About Waterstone Financial, Inc.
Waterstone Financial, Inc. is the savings and loan holding company for WaterStone Bank. WaterStone Bank was established in 1921 and offers a full suite of personal and business banking products. The Bank has branches in Wauwatosa, Brookfield, Fox Point/North Shore, Franklin/Hales Corners, Germantown/Menomonee Falls, Greenfield, Oak Creek, Oconomowoc/Lake Country, Pewaukee, Waukesha/Brookfield, and West Allis, Wisconsin and a commercial lending office in Minneapolis, Minnesota. WaterStone Bank is the parent company to Waterstone Mortgage, which has the ability to lend in 47 states. For more information about WaterStone Bank, go to https://www.wsbonline.com.

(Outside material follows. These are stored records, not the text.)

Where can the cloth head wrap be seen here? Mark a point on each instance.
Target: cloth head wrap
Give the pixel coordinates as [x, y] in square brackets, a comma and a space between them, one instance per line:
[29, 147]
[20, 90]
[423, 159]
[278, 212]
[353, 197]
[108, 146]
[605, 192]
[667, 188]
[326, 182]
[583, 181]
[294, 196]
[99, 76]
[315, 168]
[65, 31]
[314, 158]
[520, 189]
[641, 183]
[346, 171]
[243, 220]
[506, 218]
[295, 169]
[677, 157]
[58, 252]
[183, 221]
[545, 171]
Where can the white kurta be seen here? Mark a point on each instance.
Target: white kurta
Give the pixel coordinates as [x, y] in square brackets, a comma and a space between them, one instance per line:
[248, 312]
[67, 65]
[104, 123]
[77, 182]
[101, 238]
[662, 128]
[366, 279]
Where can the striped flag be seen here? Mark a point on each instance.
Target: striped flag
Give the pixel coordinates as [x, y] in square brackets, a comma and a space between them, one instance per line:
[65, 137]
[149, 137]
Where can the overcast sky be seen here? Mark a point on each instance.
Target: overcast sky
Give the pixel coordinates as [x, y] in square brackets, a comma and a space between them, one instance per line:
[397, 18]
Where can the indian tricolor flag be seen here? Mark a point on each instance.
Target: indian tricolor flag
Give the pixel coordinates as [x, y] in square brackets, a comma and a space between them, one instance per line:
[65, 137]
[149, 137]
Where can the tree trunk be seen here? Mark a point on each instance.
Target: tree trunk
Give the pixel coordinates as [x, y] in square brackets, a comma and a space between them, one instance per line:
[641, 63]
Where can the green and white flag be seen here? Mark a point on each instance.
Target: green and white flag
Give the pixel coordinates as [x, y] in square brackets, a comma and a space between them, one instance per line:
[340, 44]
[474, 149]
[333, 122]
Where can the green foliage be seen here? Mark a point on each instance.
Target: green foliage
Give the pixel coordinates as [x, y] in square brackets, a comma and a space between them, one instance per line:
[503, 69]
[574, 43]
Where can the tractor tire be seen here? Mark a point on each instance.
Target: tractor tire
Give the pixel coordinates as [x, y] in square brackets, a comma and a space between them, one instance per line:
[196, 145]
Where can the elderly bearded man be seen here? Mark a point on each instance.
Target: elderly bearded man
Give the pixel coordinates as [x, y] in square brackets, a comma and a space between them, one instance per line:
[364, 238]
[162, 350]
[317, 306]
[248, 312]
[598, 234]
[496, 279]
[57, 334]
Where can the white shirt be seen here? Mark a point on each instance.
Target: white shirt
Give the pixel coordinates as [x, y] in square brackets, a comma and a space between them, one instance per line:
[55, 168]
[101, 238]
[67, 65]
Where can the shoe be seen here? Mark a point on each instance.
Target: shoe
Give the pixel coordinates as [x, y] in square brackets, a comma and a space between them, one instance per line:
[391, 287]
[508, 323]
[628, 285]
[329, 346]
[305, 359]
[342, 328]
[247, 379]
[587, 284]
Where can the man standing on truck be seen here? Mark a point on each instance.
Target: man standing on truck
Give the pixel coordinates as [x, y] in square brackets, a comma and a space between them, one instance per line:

Forward-Looking Statements
This press release contains forward-looking statements within the meaning of the safe harbor provisions of the Private Securities Litigation Reform Act of 1995. Such forward-looking statements include, without limitation, statements regarding expected financial and operating activities and results that are preceded by, followed by, or that include words such as “may,” “expects,” “anticipates,” “estimates” or “believes.” Such statements are subject to important factors that could cause actual results to differ materially from those anticipated by the forward-looking statements. These factors include (i) exposure to the deterioration in the commercial and residential real estate markets which could result in increased charge-offs and increases in the allowance for loan losses, (ii) various other factors, including changes in economic conditions affecting borrowers, new information regarding outstanding loans and identification of additional problem loans, which could require an increase in the allowance for loan losses, (iii) Waterstone’s ability to maintain required levels of capital and other current and future regulatory requirements, (iv) the impact of recent and future legislative initiatives on the financial markets, and (v) those factors referenced in Item 1A. Risk Factors in Waterstone’s most recent Annual Report on Form 10-K and as may be described from time to time in Waterstone’s subsequent SEC filings, which factors are incorporated herein by reference. Readers are cautioned not to place undue reliance on these forward-looking statements, which reflect only Waterstone’s belief as of the date of this press release.